Le Monument du souvenir
C'est au cimetière des Capucins, à
droite en entrant, le long de l'allée, après le
bureau du gardien, se trouve une haute pyramide avec sur chaque
côté, le nom des morts à la suite accidentelle
de diverses explosions à Bourges, en particulier aux Etablissements
militaires dont l'ECP, dite Ecole Centrale de Pyrotechnie.
Ce monument avait été érigé
par la Ville de Bourges en 1890 en hommage aux ouvriers ou militaires
tués à la suite de ces différentes explosions.
Avec, pour 1907, un seul nom sur la tombe.
Les explosions à
Bourges
On trouve ainsi dans cette ville qui manie
depuis le XIX ° siècle la poudre et autres explosifs,
un certain nombre d'explorions aux conséquences mortelles
:
- L'explosion du 10 octobre 1890
Elle fera 4 victimes.
C'était à l'Ecole centrale de pyrotechnie, dans
l'enceinte des élèves à l'emplacement de
la salle des fourneaux pendant l'amorçage de 29 obus,
de 270 de trois calibres, chargés en crésylite.
Mort de :
Thirion, Garde Principal d'Artillerie.
Mauguillon, maître artificier
Didier V. maître atificier
Aubèges M.A., 2° artificier de la 1 ° compagnie
d'artificiers.
Dans un premier temps, Havas affirme qu'il
y a eu au moins 10 morts et une trentaine de blessés.
Les informations sont parcellaires et mêmes erronées,
la seule chose que l'on sait c'est la présence de 45 sous-officiers
qui devaient être dans une salle pour une démonstration
de vissage par M Thirion, Mais comme il y avait un cours de topographie
qui fut avancé à la même heure, car l'officier
faisant ce cours devait s'absenter le soir, il y aura peu de
monde dans cet atelier..
L'atelier a été entièrement
rasé mais les consignes après l'accident sont draconiennes,
l'entrée de l'usine est refusée à M. Brunet,
le premier adjoint de la ville de Bourges.
Le maire de Bourges M. Lamy protestera
auprès du directeur de l'Ecole de Pyrotechnie car aucun
représentant de la municipalité n'a été
autorisé à entrer et que la liste des blessés
n'a pas été communiquée.
Autre point, les restes de 4 malheureux
militaires impossibles à reconna^tre seront mis dans 4
cercueils.
M Thirion était un militaire averti,
avec 35 ans d'ancienneté.
Les obsèques se dérouleront
devant 10 000 personnes et les autorités civiles et militaires.

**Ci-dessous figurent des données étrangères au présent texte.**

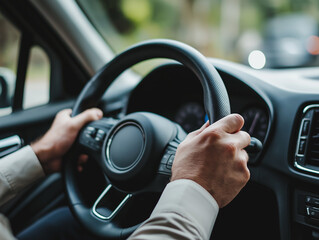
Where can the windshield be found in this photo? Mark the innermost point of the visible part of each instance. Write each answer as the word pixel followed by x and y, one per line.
pixel 261 34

- Explosion du 7 mars 1898
A lire sur la pyramide du cimetière
des Capucins de Bourges :
Marty Jean François sous-chef d'artillerie au 19 °
Régiment d'Artillerie
Roger Léon sous-chef d'artillerie au 6 ° Bataillon
d'artillerie à pied de Nancy, tué dans le service
le 7 mars 1898, il a succombé à ses blessures le
lendemain à l'hôpital Baudens.
Il n'y a pas de date sur le monument, mais on la retrouve sur
la plaque " A la Mémoire de
"
Cette explosion s'est déroulée
dans l'enceinte des élèves , à l'emplacement
de la salle des fourneaux en triturant des matières pour
la préparation d'une poudre spéciale à combustion
lente pour la fabrication des mèches lentes à étoupilles,
qui devait servir à faire éclater les obus.
On ne s'explique pas les raisons de l'explosion,
" comment la poudre en préparation a pu produire
des dégâts aussi considérables, car elle
ne devait comporter qu'une dose minime de salpêtre.
Les obsèques selon le Journal du Cher se sont déroulé
devant une foule considérable à l'hôpital
Militaire Baudens.,avec un cortège qui s'en ira vers la
gare, traversant toute la ville de Bourges.
il est dit aussi " que les manifestations comme celle dont
notre ville a été témoin, prouvent combien
notre armée est sympathique, combien elle est aimée
".
M. Roger tournait la manivelle et M. Marty
à l'aide d'un petit marteau, frappait légèrement
le barillet à l'extérieur pour empêcher l'adhérence
de la matière contre les parois.
Il y aura quelques blessés, comme
Hunel du 8° régiment d'artillerie.
- L'explosion du 18 mars 1899,
Il y aura 2 morts et deux autres après
blessures.
Cela se passe à l'Ecole centrale
de Pyrotechnie avec la mort de Joseph Decroix et Alphonse Moreau,
alors que Claude Lacarin et Louis-Adolphe Miniot vont succomber
à leurs blessures quelque temps plus tard à l'hôpital
militaire.
Il y a eu, semble-t-il une déflagration
des obus qui va durer une minute et demi, ce qui est considérable.
Cela s'est passé au polygone.
Ce sont 5 obus qui sont partis simultanément, puis 12
à 20 obus ont alors sauté, et enfin selon la presse
locale, 40 à 60 auraient pris feu, un obus renfermant
150 balles.
Il faut ajouter la combustion de la poudre.
L'atelier est détruit, criblé
par la mitraille, puis par l'incendie.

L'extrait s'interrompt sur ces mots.